Note: This bug is displayed in read-only format because the product is no longer active in Red Hat Bugzilla.

Bug 1524058

Summary: gluster peer command stops working with unhelpful error messages when DNS doens't work
Product: [Community] GlusterFS Reporter: nh2 <nh2-redhatbugzilla>
Component: glusterdAssignee: Vishal Pandey <vpandey>
Status: CLOSED NOTABUG QA Contact:
Severity: medium Docs Contact:
Priority: medium    
Version: mainlineCC: amukherj, bugs, moagrawa, srakonde
Target Milestone: ---Keywords: Triaged
Target Release: ---   
Hardware: Unspecified   
OS: Unspecified   
Whiteboard:
Fixed In Version: Doc Type: If docs needed, set a value
Doc Text:
Story Points: ---
Clone Of: Environment:
Last Closed: 2019-09-18 09:06:22 UTC Type: Bug
Regression: --- Mount Type: ---
Documentation: --- CRM:
Verified Versions: Category: ---
oVirt Team: --- RHEL 7.3 requirements from Atomic Host:
Cloudforms Team: --- Target Upstream Version:
Embargoed:

Description nh2 2017-12-09 17:44:38 UTC
Description of problem:

Gluster 3.12.3 on Linux.

Consider the following outputs. None of that makes any sense to me:


[root@node-1:~]# time gluster peer probe status
peer probe: success. Host status port 24007 already in peer list

real  0m10.060s


[root@node-1:~]# time gluster peer status
peer status: failed

real  0m0.051s


[root@node-1:~]# time gluster pool list
pool list: failed

real  0m0.050s


[root@node-1:~]# gluster peer probe 10.0.0.1
peer probe: success. Probe on localhost not needed

[root@node-1:~]# gluster peer probe 10.0.0.2
peer probe: success. Host 10.0.0.2 port 24007 already in peer list


[root@node-1:~]# gluster peer detach status
peer detach: failed: One of the peers is probably down. Check with 'peer status'


[root@node-1:~]# gluster peer status
peer status: failed



First, when I run `gluster peer probe status` (which is not a reasonable command, as it now thinks that `status` is a hostname), why does it say "peer probe: success. Host status port 24007 already in peer list"? That makes no sense, there is no host called "status" in my network.
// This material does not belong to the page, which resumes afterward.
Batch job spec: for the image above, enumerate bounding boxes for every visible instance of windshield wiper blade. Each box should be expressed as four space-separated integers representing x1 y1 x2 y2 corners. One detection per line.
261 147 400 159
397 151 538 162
Next, `gluster peer status` fails; the error message in extremely unhelpful "peer status: failed" as it contains no information on the failure.

Later probes of e.g. `10.0.0.1` suggest that there's already a working "peer list" with some contents, but apparently I have no way at all to list those peers.

When I try to detach the apparently-attached garbage peer called "status", I get told to run `peer status`, but it doesn't work.

What's going on here?

The glusterd log (/var/log/glusterfs/glusterd.log) gives some insight:

[2017-12-09 17:34:21.858454] I [MSGID: 106487] [glusterd-handler.c:1485:__glusterd_handle_cli_list_friends] 0-glusterd: Received cli list req
[2017-12-09 17:34:21.858517] W [dict.c:912:str_to_data] (-->/nix/store/y9qg9jan88wnsszmb1badhyfak2znpz7-glusterfs-3.12.3/lib/glusterfs/3.12.3/xlator/mgmt/glusterd.so(+0x104db4) [0x7f6f54fdadb4] -->/nix/store/y9qg9jan88wnsszmb1badhyfak2znpz7-glusterfs-3.12.3/lib/libglusterfs.so.0(dict_set_str+0x16) [0x7f6f60919be6] -->/nix/store/y9qg9jan88wnsszmb1badhyfak2znpz7-glusterfs-3.12.3/lib/libglusterfs.so.0(str_to_data+0x82) [0x7f6f60918122] ) 0-dict: value is NULL [Invalid argument]
[2017-12-09 17:34:23.103687] E [MSGID: 101075] [common-utils.c:320:gf_resolve_ip6] 0-resolver: getaddrinfo failed (Temporary failure in name resolution)
[2017-12-09 17:34:23.103714] E [name.c:267:af_inet_client_get_remote_sockaddr] 0-management: DNS resolution failed on host status

Looks like the real error is `getaddrinfo failed`, probably some DNS problem on my system.

So:

* Could `gluster peer status` tell me directly about this problem, instead of saying "failed"?
* Why do `gluster peer status` and `gluster pool list` fail if DNS doesn't work? I'd assume if there is a list of hosts, I should be able to view it, any time.
* What's going on with the weird success message of adding a non-existant host?
* What's up with `0-dict: value is NULL [Invalid argument]`?

Comment 1 nh2 2017-12-09 18:14:32 UTC
One way to reproduce this is to configure name servers in your system, but only those that are unreachable.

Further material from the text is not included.